Daily Expedition Reports
Isla San Francisco, Baja California Sur, Mexico
  • Daily Expedition Reports
  • 06 Jan 2019

Isla San Francisco, Baja California Sur, Mexico

  • Aboard the National Geographic Venture
  • Baja California

Our morning onshore at Isla San Francisco was an outstanding continuation of a fantastic Baja California Sur expedition. On arrival, brown pelicans and Brandt’s cormorants were dancing together in a large group above the water directly adjacent to the large boulders lining the harbor. Swirls and splashes continued late into the morning as we rode our Zodiacs to shore and began exploring our latest destination.

This morning on National Geographic Venture began with a delicious breakfast, soon followed by opportunities to go to shore to take part in a variety of activities. It was difficult to decide between natural history hikes, a tidepool walk, kayaking, stand-up paddleboarding, snorkeling from shore, and a desert exploration guided by a National Geographic photographer and a photo instructor. With several hours on the island, many were able to take part in more than one activity and experience the unique attributes of the Sonoran Desert.
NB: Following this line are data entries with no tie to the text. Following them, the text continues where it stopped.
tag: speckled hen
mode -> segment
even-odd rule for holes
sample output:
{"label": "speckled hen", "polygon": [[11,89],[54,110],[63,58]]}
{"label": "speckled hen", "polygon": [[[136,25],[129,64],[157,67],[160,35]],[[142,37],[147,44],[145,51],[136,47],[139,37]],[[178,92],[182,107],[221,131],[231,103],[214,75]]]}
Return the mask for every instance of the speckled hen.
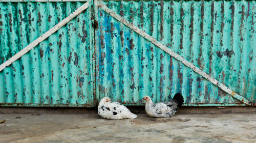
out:
{"label": "speckled hen", "polygon": [[137,115],[131,112],[126,107],[117,102],[112,102],[108,97],[103,98],[99,102],[98,113],[102,118],[112,120],[137,118]]}
{"label": "speckled hen", "polygon": [[154,103],[151,98],[145,96],[143,100],[146,101],[145,109],[148,116],[156,118],[172,117],[179,109],[184,102],[181,94],[175,94],[173,99],[169,101]]}

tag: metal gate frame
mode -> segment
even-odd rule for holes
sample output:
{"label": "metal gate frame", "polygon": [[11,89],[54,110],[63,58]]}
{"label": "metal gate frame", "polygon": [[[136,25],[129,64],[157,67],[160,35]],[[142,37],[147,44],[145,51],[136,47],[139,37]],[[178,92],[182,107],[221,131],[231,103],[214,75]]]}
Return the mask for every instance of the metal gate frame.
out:
{"label": "metal gate frame", "polygon": [[[3,2],[26,2],[26,1],[18,1],[18,0],[4,0]],[[81,2],[82,1],[83,2],[84,1],[76,1],[76,0],[64,0],[64,1],[58,1],[58,0],[36,0],[36,1],[29,1],[29,2],[31,1],[35,1],[35,2]],[[183,58],[182,56],[180,55],[179,54],[176,53],[174,52],[173,50],[172,50],[170,48],[168,48],[166,45],[162,44],[159,41],[157,40],[156,39],[152,37],[150,35],[147,34],[145,32],[144,32],[142,30],[138,28],[137,26],[134,25],[133,23],[130,22],[128,21],[127,20],[125,19],[124,18],[123,18],[122,16],[120,15],[118,15],[115,12],[114,12],[113,10],[111,10],[109,8],[108,8],[105,5],[103,5],[102,3],[100,2],[101,0],[99,1],[97,1],[97,0],[89,0],[89,1],[87,2],[84,4],[83,4],[82,6],[78,8],[77,10],[76,10],[74,12],[73,12],[71,14],[70,14],[69,16],[68,16],[67,17],[61,20],[60,22],[59,22],[58,24],[57,24],[55,26],[54,26],[53,27],[49,30],[48,31],[46,32],[45,34],[44,34],[38,37],[37,39],[36,39],[35,40],[33,41],[32,43],[29,44],[28,45],[27,45],[26,47],[25,47],[24,48],[23,48],[22,50],[19,51],[18,53],[15,54],[14,56],[10,58],[9,60],[5,62],[4,63],[3,63],[2,65],[0,65],[0,72],[1,72],[3,70],[4,70],[6,67],[9,66],[12,63],[15,62],[16,60],[18,59],[19,58],[22,56],[23,55],[26,54],[27,52],[29,51],[31,49],[35,47],[36,45],[37,45],[40,42],[41,42],[42,41],[47,39],[48,37],[49,37],[52,34],[54,33],[56,31],[57,31],[58,30],[59,30],[60,27],[65,25],[66,24],[67,24],[68,22],[71,21],[72,19],[73,19],[74,17],[75,17],[76,16],[79,15],[80,13],[83,12],[84,10],[87,9],[89,7],[89,5],[91,6],[92,7],[92,11],[90,13],[91,14],[91,21],[93,21],[92,22],[92,26],[90,28],[91,30],[90,32],[90,35],[92,36],[92,37],[94,37],[94,38],[92,38],[93,40],[92,40],[91,42],[90,42],[90,45],[93,45],[95,48],[95,51],[97,51],[97,45],[96,43],[97,43],[97,41],[98,40],[98,38],[96,38],[95,37],[95,31],[94,30],[95,28],[95,21],[98,21],[98,17],[97,16],[97,13],[98,13],[98,8],[100,8],[101,10],[103,10],[104,12],[105,12],[106,13],[115,18],[116,20],[119,21],[121,23],[124,24],[126,25],[127,27],[129,27],[130,28],[132,29],[133,31],[137,33],[139,35],[140,35],[141,36],[142,36],[144,37],[145,39],[147,40],[148,41],[151,42],[152,44],[154,44],[156,46],[160,48],[161,49],[169,54],[171,56],[174,58],[176,59],[178,61],[181,62],[183,64],[184,64],[185,66],[187,66],[187,67],[190,68],[192,69],[193,71],[194,71],[196,73],[199,74],[202,77],[203,77],[204,78],[205,78],[206,80],[208,80],[210,82],[211,82],[212,84],[214,85],[217,86],[219,88],[221,89],[227,94],[229,94],[231,96],[233,97],[233,98],[238,99],[238,100],[241,101],[242,103],[247,105],[256,105],[256,104],[254,104],[253,103],[252,103],[251,101],[248,100],[247,99],[245,99],[244,97],[241,96],[241,95],[239,95],[238,94],[236,93],[234,91],[232,91],[230,90],[229,88],[228,88],[227,87],[226,87],[225,85],[224,84],[222,83],[221,82],[220,82],[219,80],[217,79],[214,78],[212,77],[211,75],[209,75],[208,74],[206,73],[206,72],[204,72],[203,70],[200,69],[199,68],[197,67],[195,65],[194,65],[193,63],[191,62],[189,62],[188,61],[185,60],[184,58]],[[94,54],[93,55],[93,60],[94,61],[94,62],[93,62],[94,63],[93,65],[93,67],[94,70],[96,71],[97,70],[96,67],[95,66],[95,52],[94,53]],[[96,74],[94,74],[93,75],[93,79],[94,81],[93,81],[93,93],[94,93],[94,103],[93,104],[94,104],[96,105],[96,97],[97,95],[98,95],[98,90],[97,89],[97,87],[96,87],[96,78],[97,76],[99,76],[98,75],[96,75]]]}

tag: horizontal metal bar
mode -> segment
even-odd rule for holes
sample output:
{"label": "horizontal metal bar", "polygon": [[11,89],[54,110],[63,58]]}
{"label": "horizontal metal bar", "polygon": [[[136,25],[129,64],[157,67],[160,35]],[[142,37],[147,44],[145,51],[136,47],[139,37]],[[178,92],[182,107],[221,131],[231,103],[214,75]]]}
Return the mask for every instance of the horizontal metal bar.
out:
{"label": "horizontal metal bar", "polygon": [[222,83],[221,82],[214,78],[210,75],[205,73],[205,72],[199,69],[198,67],[196,67],[193,64],[184,59],[179,54],[175,52],[170,48],[168,48],[166,45],[162,44],[161,42],[157,41],[156,39],[154,38],[150,35],[147,34],[138,27],[134,25],[133,23],[130,22],[124,18],[116,13],[113,10],[108,8],[106,6],[102,4],[102,3],[101,3],[101,2],[98,2],[98,5],[99,8],[102,9],[104,11],[111,15],[112,17],[114,17],[117,20],[121,22],[121,23],[127,26],[128,27],[131,28],[134,32],[140,35],[149,41],[151,42],[153,44],[159,47],[160,49],[170,55],[172,56],[175,58],[178,61],[182,63],[182,64],[183,64],[185,66],[191,68],[195,72],[200,74],[205,79],[208,80],[209,81],[211,82],[212,83],[217,86],[223,91],[230,95],[231,96],[242,102],[243,103],[246,104],[247,105],[253,105],[253,103],[251,102],[235,93],[234,92],[229,89],[228,87],[227,87],[226,85]]}
{"label": "horizontal metal bar", "polygon": [[88,0],[0,0],[0,2],[88,2]]}
{"label": "horizontal metal bar", "polygon": [[24,103],[1,103],[0,107],[93,107],[90,104],[24,104]]}
{"label": "horizontal metal bar", "polygon": [[45,40],[46,39],[48,38],[52,34],[54,33],[62,26],[65,25],[68,22],[72,20],[76,16],[79,14],[80,13],[83,12],[84,10],[88,8],[88,3],[87,2],[84,4],[82,5],[81,7],[78,8],[74,12],[71,13],[67,17],[65,18],[64,19],[59,22],[58,24],[55,25],[53,27],[50,29],[49,31],[45,33],[39,37],[37,38],[34,41],[31,42],[28,45],[26,46],[24,48],[19,51],[18,53],[16,53],[12,57],[10,58],[9,60],[5,62],[0,65],[0,72],[3,70],[5,68],[10,66],[12,63],[14,62],[16,60],[18,59],[22,56],[26,54],[27,52],[29,51],[31,49],[33,48],[34,47],[36,46],[39,43],[41,42],[42,41]]}
{"label": "horizontal metal bar", "polygon": [[[121,103],[122,104],[126,106],[144,106],[144,104],[143,103]],[[191,104],[183,104],[182,106],[244,106],[247,105],[245,104],[236,104],[236,103],[224,103],[224,104],[218,104],[218,103],[213,103],[213,104],[197,104],[197,103],[191,103]],[[0,107],[93,107],[95,106],[90,104],[24,104],[24,103],[11,103],[11,104],[0,104]]]}

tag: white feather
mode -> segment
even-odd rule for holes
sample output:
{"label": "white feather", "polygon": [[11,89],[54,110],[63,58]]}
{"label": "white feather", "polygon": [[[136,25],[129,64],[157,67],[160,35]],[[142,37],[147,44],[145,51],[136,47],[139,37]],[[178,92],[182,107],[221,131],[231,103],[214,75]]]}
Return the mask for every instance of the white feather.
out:
{"label": "white feather", "polygon": [[98,106],[98,113],[104,119],[120,120],[123,119],[135,119],[137,115],[132,113],[126,107],[120,103],[111,101],[106,102],[107,97],[100,100]]}

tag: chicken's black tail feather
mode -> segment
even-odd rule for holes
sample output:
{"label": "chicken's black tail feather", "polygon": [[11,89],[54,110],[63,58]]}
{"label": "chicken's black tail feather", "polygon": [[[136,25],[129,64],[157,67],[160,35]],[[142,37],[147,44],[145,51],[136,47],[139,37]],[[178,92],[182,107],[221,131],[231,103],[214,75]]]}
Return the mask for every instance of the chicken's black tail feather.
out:
{"label": "chicken's black tail feather", "polygon": [[181,105],[183,104],[184,102],[184,98],[182,95],[179,93],[176,93],[173,98],[173,100],[175,102],[178,103],[177,107],[178,108],[180,108]]}

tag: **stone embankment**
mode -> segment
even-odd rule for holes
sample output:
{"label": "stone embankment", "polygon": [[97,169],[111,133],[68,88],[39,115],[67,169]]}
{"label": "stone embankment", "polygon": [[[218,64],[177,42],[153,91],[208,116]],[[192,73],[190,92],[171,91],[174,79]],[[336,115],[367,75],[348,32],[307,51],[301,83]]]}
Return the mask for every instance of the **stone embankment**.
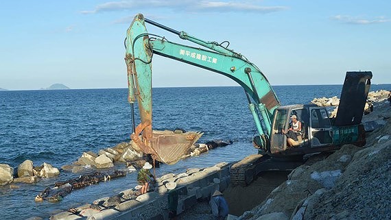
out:
{"label": "stone embankment", "polygon": [[[367,101],[364,107],[364,114],[368,114],[373,110],[373,103],[384,101],[388,96],[389,92],[387,90],[378,90],[369,92],[368,94]],[[335,118],[337,116],[338,110],[338,105],[340,105],[340,99],[336,96],[331,98],[315,98],[311,101],[311,103],[316,104],[318,106],[323,107],[335,107],[335,108],[330,112],[330,117]]]}
{"label": "stone embankment", "polygon": [[[51,219],[168,219],[167,188],[175,182],[178,193],[177,213],[207,200],[215,190],[224,191],[229,184],[229,167],[226,162],[185,173],[168,173],[156,179],[154,190],[137,195],[137,188],[130,188],[110,197],[98,199],[91,204],[58,213]],[[211,216],[211,214],[208,214]]]}
{"label": "stone embankment", "polygon": [[[0,164],[0,185],[20,182],[32,184],[37,182],[40,178],[53,178],[60,174],[58,169],[48,163],[44,162],[41,166],[34,167],[33,162],[29,160],[26,160],[19,164],[16,171],[15,172],[14,168],[8,164]],[[10,187],[19,186],[12,184]]]}
{"label": "stone embankment", "polygon": [[379,101],[364,120],[386,123],[368,134],[364,148],[344,145],[324,160],[298,167],[237,219],[391,219],[391,108],[383,97]]}
{"label": "stone embankment", "polygon": [[[163,132],[169,134],[179,132],[182,132],[182,130],[174,132],[166,130]],[[202,134],[200,134],[200,136]],[[206,143],[196,143],[190,147],[187,154],[182,158],[198,156],[212,149],[224,147],[231,143],[232,141],[230,140],[211,140]],[[129,162],[132,162],[132,164],[141,167],[149,160],[152,160],[150,157],[144,156],[132,141],[124,142],[113,147],[100,149],[97,154],[93,151],[83,152],[77,161],[71,164],[63,165],[60,169],[46,162],[44,162],[41,166],[34,167],[33,162],[29,160],[24,161],[16,169],[11,167],[9,164],[0,164],[0,186],[10,184],[10,188],[16,188],[19,186],[14,184],[21,182],[36,183],[43,178],[58,176],[60,175],[60,171],[82,174],[89,173],[94,171],[99,172],[102,169],[113,168],[115,163],[129,164]],[[156,164],[156,166],[158,166],[158,164]],[[134,171],[136,171],[136,169],[133,167],[133,169],[127,169],[126,170]]]}

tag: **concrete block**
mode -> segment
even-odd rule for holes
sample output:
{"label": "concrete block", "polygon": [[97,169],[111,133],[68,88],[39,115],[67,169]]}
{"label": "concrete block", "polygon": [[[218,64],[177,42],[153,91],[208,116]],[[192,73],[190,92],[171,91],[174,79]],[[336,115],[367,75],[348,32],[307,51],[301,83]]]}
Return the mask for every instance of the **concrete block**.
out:
{"label": "concrete block", "polygon": [[220,162],[220,163],[215,164],[215,165],[213,166],[213,167],[220,167],[220,168],[222,168],[222,167],[224,167],[224,166],[226,166],[226,165],[228,165],[228,164],[226,162]]}
{"label": "concrete block", "polygon": [[146,202],[148,201],[151,201],[158,196],[159,194],[156,192],[147,193],[139,195],[136,199],[136,200],[140,202]]}
{"label": "concrete block", "polygon": [[196,195],[188,196],[183,201],[185,210],[187,210],[197,204]]}
{"label": "concrete block", "polygon": [[176,182],[176,184],[178,185],[191,184],[192,186],[196,186],[198,184],[198,182],[196,182],[197,180],[198,180],[198,177],[191,175],[189,176],[179,178],[179,179],[176,180],[176,181],[175,181],[175,182]]}
{"label": "concrete block", "polygon": [[160,186],[156,188],[157,188],[157,193],[159,193],[160,195],[162,194],[165,194],[167,193],[167,189],[165,186]]}
{"label": "concrete block", "polygon": [[55,215],[50,217],[50,220],[76,220],[76,219],[85,219],[84,217],[78,216],[69,212],[62,212]]}
{"label": "concrete block", "polygon": [[156,182],[163,182],[163,180],[165,180],[169,179],[169,178],[174,178],[174,176],[175,176],[175,174],[174,174],[174,173],[168,173],[168,174],[166,174],[166,175],[162,175],[161,177],[160,177],[160,178],[156,178]]}
{"label": "concrete block", "polygon": [[220,184],[220,179],[214,178],[213,179],[213,183],[215,183],[216,184]]}
{"label": "concrete block", "polygon": [[[187,187],[187,195],[197,195],[197,191],[200,191],[201,188],[200,188],[199,186],[196,186],[196,187]],[[197,197],[197,199],[199,199],[200,197]]]}
{"label": "concrete block", "polygon": [[184,178],[184,177],[187,177],[188,176],[189,174],[186,173],[180,173],[178,175],[176,175],[175,177],[178,179],[178,178]]}
{"label": "concrete block", "polygon": [[198,172],[198,171],[200,171],[200,169],[198,169],[198,168],[191,168],[191,169],[188,169],[186,171],[186,173],[187,173],[188,175],[191,175],[191,174],[193,174],[193,173],[197,173],[197,172]]}
{"label": "concrete block", "polygon": [[230,178],[229,177],[225,177],[222,179],[220,180],[220,191],[225,191],[228,186],[229,186],[230,184]]}
{"label": "concrete block", "polygon": [[230,175],[229,171],[230,171],[229,167],[222,168],[222,169],[220,170],[220,178],[222,178],[223,177],[226,176],[229,176]]}
{"label": "concrete block", "polygon": [[211,184],[206,187],[201,188],[202,198],[209,198],[216,190],[220,190],[220,186],[216,184]]}
{"label": "concrete block", "polygon": [[217,171],[220,171],[222,169],[219,167],[211,167],[208,168],[204,169],[201,172],[206,173],[215,173]]}
{"label": "concrete block", "polygon": [[168,178],[168,179],[165,179],[164,180],[162,180],[161,183],[163,184],[165,184],[166,183],[169,182],[175,182],[175,180],[176,180],[176,177],[173,177],[171,178]]}
{"label": "concrete block", "polygon": [[137,201],[136,199],[130,199],[117,204],[115,206],[115,208],[121,212],[123,212],[126,210],[130,210],[142,205],[143,204],[139,201]]}
{"label": "concrete block", "polygon": [[84,208],[80,211],[80,215],[84,217],[90,217],[94,214],[99,213],[100,211],[93,208]]}
{"label": "concrete block", "polygon": [[123,191],[121,191],[119,194],[123,193],[123,195],[122,195],[122,197],[125,199],[129,199],[132,196],[134,196],[134,193],[137,191],[134,189],[134,188],[128,188],[128,189],[124,190]]}
{"label": "concrete block", "polygon": [[213,173],[205,177],[205,179],[206,180],[208,184],[214,182],[215,179],[220,179],[220,176],[218,173]]}
{"label": "concrete block", "polygon": [[87,217],[87,220],[119,219],[117,217],[121,212],[114,209],[103,209],[100,212]]}
{"label": "concrete block", "polygon": [[182,213],[185,210],[185,207],[183,204],[183,198],[180,197],[178,199],[178,206],[176,206],[176,215]]}
{"label": "concrete block", "polygon": [[187,195],[187,186],[186,186],[176,187],[175,190],[178,192],[178,195]]}
{"label": "concrete block", "polygon": [[[168,215],[167,219],[168,219]],[[158,215],[147,219],[147,220],[162,220],[162,219],[165,219],[164,215],[163,213],[158,214]]]}

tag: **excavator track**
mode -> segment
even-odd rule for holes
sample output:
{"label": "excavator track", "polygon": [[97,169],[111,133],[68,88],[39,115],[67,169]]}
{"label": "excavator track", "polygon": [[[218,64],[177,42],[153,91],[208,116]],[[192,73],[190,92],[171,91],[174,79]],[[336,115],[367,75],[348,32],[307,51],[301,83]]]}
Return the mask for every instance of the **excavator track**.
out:
{"label": "excavator track", "polygon": [[250,155],[232,165],[230,184],[234,186],[246,186],[262,171],[292,171],[303,163],[303,160],[273,158],[261,154]]}
{"label": "excavator track", "polygon": [[257,164],[268,159],[270,156],[253,154],[234,164],[230,168],[230,184],[233,186],[247,186],[255,177]]}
While walking past cactus, succulents, and small desert flowers, many fellow expeditioners were able to see lizards moving across the rocks like the chuckwalla, scorpions hiding from the sun, and even hold a live tarantula! Photographers made images of diving pelicans and soaring frigates above their heads. Snorkelers felt the excitement of swimming in warm water through enormous schools of needlefish, colorful Panamic sergeant majors, grunts, and silvery sardines. Tidepoolers crossed the island’s isthmus through a salt flat to find a long stretch of exposed rocks where they searched the high intertidal zone for life that is accustomed to being exposed to air at times and also covered by sea water. Gastropods like murex , keyhole limpets, rock snails, nerites, and dove shells were found as small groups investigated the coastline along with the slender, twisted shells of worm snails molded to a wide range of substrates such as clam shells and volcanic rock. By the end of our visit, we all had magnificent stories and felt fortunate to have felt the beauty and to witness firsthand the surprising wildlife of this desert island in the Sea of Cortez.